US Secretary of State Antony Blinken attends a Senate Foreign Relations Committee hearing on Capitol Hill on September 14

‘For many months, going back to March, we issued 19 different notices to those registered with he embassy, as I said encouraging them and then urging them to leave Afghanistan,’ he said on September 3. 

On Tuesday he also urged the Senate to quickly confirm President Biden’s State Department nominees involved in national security, citing the ever-present risk of attacks.

‘It is essential that we accelerate the process for national security appointments since a catastrophic attack could occur with little or no notice,’ Blinken told the committee.

Senator Bob Menendez, the committee’s Democratic chairman, asked the Senate on Monday to confirm four of some 80 State Department nominees now pending before the Senate, many of them being blocked by Republican Senator Ted Cruz.

In his opening remarks on Monday, Menendez said he was ‘very disappointed’ Secretary of Defense Lloyd Austin declined to testify Tuesday.

‘A full accounting of the US response to this crisis is not complete without the Pentagon. Especially when it comes to understanding the complete collapse of the U.S. Trained and funded Afghan military,’ Menendez said.

He warned Austin’s decision would affect his ‘personal judgement’ on nominees to other Pentagon positions. 

The New Jersey senator threatened to subpoena the Defense chief if he didn’t testify willingly.

‘I expect the secretary will avail himself to the committee in the near future and if he does not, I may consider use of committee subpoena power to compel him and others over the course of the last 20 years to testify,’ he said. 
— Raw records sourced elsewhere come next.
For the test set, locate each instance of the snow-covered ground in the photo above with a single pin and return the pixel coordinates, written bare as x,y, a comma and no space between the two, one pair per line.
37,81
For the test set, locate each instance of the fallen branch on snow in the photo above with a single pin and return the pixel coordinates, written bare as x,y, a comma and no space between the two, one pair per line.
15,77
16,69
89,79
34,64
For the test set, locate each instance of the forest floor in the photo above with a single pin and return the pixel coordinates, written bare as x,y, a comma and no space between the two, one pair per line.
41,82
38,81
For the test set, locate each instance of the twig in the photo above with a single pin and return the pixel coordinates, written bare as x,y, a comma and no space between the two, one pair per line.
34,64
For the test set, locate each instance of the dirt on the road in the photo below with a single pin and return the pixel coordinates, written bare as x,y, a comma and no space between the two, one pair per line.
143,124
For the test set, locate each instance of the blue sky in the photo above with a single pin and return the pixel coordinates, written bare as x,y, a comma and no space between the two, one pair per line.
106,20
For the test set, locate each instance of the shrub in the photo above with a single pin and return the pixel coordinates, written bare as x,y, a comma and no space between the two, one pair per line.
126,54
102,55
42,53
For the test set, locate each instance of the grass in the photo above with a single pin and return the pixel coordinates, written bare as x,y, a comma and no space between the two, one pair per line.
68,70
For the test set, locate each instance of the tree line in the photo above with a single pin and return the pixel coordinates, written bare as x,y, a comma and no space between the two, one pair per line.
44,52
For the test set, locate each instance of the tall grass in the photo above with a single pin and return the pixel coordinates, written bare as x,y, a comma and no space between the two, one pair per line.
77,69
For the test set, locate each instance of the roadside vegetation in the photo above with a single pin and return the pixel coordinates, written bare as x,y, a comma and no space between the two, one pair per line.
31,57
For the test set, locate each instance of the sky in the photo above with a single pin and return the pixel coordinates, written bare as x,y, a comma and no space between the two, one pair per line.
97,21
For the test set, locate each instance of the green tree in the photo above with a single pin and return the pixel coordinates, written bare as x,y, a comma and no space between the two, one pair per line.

Ranking member Sen. Jim Risch shared Menendez’s sentiment, calling Austin’s refusal ‘disheartening.’ 

‘The debacle in Afghanistan is an interagency failure and the fact that you’re the only one stepping up is disheartening,’ Risch told Blinken.  

Blinken sat before lawmakers after he was criticized by one Republican representative on Monday for testifying via video during his hearing before the House.  

Rep. Scott Perry of Pennsylvania asked Blinken if he ‘couldn’t be bothered to come down here and see Congress?’ on Monday.

‘All right, that’s great,’ he added.

Blinken replied that his understanding was the House was not in session.

‘I’m right here, Mr. Secretary, so is the chairman and ranking member,’ Perry interrupted. ‘We’re here!’